In her presentation at Breaking Development in San Diego CA Barbara Bermes shared how the Canadian Broadcasting Corporation approaches performance in the multi-platform world. Here's my notes from her talk on Embracing Performance in Today's Multi-Platform Macrocosm.
- If something feels slow it is unpleasant, boring. If it is fast, you feel you are making progress and being successful.
- Our current Internet is a macrocosm of different platforms, browsers, ISPs, cellular providers, devices, and more.
- We are multi-screeners in a multi-platform macrocosm. How do we manage performance in this reality?
- Comparing HTML5 performance to native app performance is like comparing a tailored suit to a store bought one. We need to make each experience as fast possible wherever it is accessed instead of comparing the two.
- Mobile devices have latency and connectivity issues, data usage plans, battery drain, and small CPU/GPUs. Performance matters more under these circumstances.
- Reduce http requests: each one costs around 200ms. Avoid latency issues as much as possible. Only load what is needed.
- To reduce requests: concatenate and minify assets, make use of data URIs for images, use asynchronous module definitions, use single app pages to reduce page downloads.

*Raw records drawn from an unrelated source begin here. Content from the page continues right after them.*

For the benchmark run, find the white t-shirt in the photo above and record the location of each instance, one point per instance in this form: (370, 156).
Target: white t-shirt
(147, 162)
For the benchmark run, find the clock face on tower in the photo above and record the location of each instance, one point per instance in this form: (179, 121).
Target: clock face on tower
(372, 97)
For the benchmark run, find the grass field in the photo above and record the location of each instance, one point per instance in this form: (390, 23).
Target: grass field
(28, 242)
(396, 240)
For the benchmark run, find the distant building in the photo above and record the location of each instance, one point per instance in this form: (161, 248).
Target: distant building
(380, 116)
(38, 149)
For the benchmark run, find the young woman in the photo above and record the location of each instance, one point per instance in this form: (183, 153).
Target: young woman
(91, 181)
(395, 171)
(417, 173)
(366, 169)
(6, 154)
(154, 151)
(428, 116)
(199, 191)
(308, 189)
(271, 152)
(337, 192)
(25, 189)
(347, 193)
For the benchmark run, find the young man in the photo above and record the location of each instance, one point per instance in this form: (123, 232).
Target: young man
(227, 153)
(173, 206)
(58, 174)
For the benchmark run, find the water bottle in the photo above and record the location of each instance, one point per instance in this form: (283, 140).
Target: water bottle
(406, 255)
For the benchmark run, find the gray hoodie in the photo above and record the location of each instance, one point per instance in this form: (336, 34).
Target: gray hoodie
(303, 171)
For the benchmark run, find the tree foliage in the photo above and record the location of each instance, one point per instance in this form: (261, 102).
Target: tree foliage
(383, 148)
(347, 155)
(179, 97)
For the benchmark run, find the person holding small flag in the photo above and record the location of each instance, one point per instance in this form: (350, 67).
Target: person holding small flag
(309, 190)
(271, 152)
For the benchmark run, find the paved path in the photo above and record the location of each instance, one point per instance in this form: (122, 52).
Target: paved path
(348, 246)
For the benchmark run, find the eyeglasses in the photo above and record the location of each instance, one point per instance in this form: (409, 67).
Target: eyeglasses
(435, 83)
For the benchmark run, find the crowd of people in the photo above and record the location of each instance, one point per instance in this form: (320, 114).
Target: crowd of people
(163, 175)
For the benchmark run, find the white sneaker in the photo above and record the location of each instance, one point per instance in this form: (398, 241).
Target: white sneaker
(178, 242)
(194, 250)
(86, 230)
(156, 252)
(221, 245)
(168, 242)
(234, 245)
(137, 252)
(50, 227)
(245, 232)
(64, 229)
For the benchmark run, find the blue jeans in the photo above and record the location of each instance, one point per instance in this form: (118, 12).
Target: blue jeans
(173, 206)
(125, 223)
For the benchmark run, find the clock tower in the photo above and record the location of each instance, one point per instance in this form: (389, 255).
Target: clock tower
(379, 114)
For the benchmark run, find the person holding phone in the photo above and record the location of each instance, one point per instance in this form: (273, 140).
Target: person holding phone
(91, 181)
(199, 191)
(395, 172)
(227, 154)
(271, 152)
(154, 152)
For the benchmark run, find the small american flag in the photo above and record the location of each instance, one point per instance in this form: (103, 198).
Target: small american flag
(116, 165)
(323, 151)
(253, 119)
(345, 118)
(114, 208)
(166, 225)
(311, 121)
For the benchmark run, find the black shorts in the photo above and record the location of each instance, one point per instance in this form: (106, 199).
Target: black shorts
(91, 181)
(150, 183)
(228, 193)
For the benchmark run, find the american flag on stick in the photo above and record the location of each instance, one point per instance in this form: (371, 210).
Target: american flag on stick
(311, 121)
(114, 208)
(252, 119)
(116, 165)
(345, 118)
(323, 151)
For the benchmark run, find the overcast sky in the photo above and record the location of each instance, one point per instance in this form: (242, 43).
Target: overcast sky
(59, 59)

- Use conditional loading to add different stylesheets to Android vs. iOS stylesheets for web pages within a native WebView.
- A hybrid layer can act as a communication layer between native & Web components by sending Javascript to a native Web wrapper.
- Think of native components as progressive enhancement.
- Focus on performance optimization during the build step. There's lots of build tools that can to automate performance optimization.
- the Canadian Broadcast app uses 70% Web code and 30% native code in their hybrid app implementation for iOS.
- The Javascript performance inside of Web UIviews is much slower than in the native Web browser.
- New technologies are always coming out and can impact your process.
- Old CMS systems, and ad tracking systems can cause issues.
- 3rd party content needs to not only be supported but optimized as well.